Aeolian islands

The Aeolian Archipelago comprises seven islands representing the subaerial part of a large volcanic complex, most of which lies under the sea. The volcanic arc extends for about 200 km in the Tyrrhenian Sea. The Aeolian volcanic islands formed in the last 250,000 years, while the underwater portions are older; the oldest is the submarine volcano Sisifo, to the northwest of the island of Alicudi, which is 1.3 million years old. Volcanism is still active at Lipari, Vulcano, Stromboli and possibly Panarea; in the other islands volcanic activity ceased between 10,000 and 30,000 years
ago.
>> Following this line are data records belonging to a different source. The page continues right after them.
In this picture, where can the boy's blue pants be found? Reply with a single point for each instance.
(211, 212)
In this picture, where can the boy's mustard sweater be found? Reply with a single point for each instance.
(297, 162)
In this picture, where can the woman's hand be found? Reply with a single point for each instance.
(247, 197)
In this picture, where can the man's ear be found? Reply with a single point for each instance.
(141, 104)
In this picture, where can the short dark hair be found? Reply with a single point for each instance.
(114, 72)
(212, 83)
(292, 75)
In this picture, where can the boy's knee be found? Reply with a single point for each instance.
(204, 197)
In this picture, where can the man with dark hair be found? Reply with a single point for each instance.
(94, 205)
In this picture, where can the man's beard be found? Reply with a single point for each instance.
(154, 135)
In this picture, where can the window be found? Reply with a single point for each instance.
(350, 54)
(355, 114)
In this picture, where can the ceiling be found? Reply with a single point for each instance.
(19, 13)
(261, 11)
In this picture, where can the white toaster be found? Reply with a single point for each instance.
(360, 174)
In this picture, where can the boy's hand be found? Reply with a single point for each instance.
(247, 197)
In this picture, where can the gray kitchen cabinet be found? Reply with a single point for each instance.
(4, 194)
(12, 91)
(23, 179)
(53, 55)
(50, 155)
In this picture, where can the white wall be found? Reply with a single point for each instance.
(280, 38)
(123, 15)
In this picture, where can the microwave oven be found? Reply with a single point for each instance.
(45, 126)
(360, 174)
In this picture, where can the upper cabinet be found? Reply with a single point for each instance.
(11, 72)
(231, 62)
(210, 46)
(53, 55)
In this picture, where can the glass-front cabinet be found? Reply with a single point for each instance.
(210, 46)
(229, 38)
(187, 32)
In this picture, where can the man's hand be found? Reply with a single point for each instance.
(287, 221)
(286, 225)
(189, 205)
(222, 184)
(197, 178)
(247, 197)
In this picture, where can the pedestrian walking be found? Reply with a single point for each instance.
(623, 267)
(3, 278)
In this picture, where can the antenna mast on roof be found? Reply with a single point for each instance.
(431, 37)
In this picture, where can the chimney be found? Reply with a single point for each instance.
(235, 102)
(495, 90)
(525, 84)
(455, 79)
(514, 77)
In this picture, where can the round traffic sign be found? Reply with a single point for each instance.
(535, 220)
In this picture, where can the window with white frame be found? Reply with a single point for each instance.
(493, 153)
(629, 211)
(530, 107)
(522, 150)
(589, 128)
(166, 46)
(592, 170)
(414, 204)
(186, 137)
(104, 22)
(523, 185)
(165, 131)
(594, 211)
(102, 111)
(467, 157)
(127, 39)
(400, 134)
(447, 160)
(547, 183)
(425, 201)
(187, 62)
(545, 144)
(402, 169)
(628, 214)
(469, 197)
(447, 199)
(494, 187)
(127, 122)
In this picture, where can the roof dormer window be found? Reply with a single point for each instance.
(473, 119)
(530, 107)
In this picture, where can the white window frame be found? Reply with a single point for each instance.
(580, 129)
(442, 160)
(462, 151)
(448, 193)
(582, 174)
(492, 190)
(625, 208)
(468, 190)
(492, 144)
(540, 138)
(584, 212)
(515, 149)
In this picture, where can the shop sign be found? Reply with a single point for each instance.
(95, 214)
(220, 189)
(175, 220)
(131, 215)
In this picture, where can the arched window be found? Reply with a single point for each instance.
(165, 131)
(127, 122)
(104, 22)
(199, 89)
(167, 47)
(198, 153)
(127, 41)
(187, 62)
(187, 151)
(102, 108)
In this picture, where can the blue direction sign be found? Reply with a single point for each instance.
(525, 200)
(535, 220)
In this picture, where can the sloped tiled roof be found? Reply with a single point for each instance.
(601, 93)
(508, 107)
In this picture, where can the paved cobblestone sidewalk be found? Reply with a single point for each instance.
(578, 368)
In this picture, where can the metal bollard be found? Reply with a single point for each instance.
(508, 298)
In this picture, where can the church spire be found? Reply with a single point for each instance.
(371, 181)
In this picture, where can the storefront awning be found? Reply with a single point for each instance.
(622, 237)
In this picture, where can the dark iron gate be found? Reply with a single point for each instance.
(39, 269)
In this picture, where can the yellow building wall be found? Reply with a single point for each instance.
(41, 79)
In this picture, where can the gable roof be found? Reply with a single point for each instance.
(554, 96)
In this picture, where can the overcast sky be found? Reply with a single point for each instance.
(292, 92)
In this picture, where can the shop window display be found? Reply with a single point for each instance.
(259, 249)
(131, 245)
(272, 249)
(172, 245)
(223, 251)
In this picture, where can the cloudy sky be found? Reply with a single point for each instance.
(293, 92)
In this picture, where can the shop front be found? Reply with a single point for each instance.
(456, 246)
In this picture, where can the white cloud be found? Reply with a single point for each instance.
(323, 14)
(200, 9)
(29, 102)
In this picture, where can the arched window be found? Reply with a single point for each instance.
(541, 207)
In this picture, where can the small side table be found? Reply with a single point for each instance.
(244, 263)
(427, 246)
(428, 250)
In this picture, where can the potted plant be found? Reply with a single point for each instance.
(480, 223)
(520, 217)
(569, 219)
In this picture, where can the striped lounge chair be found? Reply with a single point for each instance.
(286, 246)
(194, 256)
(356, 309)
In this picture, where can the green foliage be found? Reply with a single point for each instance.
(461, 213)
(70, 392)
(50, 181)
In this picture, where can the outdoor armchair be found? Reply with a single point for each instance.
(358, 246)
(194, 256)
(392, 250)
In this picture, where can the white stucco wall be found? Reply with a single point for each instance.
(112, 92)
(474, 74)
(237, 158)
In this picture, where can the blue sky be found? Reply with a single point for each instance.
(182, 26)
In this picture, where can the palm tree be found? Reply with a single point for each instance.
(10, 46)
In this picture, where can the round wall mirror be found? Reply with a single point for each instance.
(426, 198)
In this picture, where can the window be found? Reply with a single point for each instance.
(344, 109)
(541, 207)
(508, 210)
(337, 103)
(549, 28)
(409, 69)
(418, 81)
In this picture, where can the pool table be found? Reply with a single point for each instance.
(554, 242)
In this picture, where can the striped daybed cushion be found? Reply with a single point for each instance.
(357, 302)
The magmas of the Aeolian Islands are similar to those of the volcanoes of the “Fire Belt” in the Pacific Ocean. These magmas are typical of subduction zones, where an oceanic lithospheric plate slides beneath a continental one, producing magma which rises to create volcanic island arcs (like Japan and Indonesia) or volcanic cordilleras, like the Andes, and generating earthquakes along an inclined plane (plane of Benioff). In the southern Tyrrhenian Sea the African plate slides beneath the European plate, producing the volcanic arc of the Aeolian Islands and forming an inclined seismic zone that extends down to 300-400 kilometers beneath the Tyrrhenian Sea.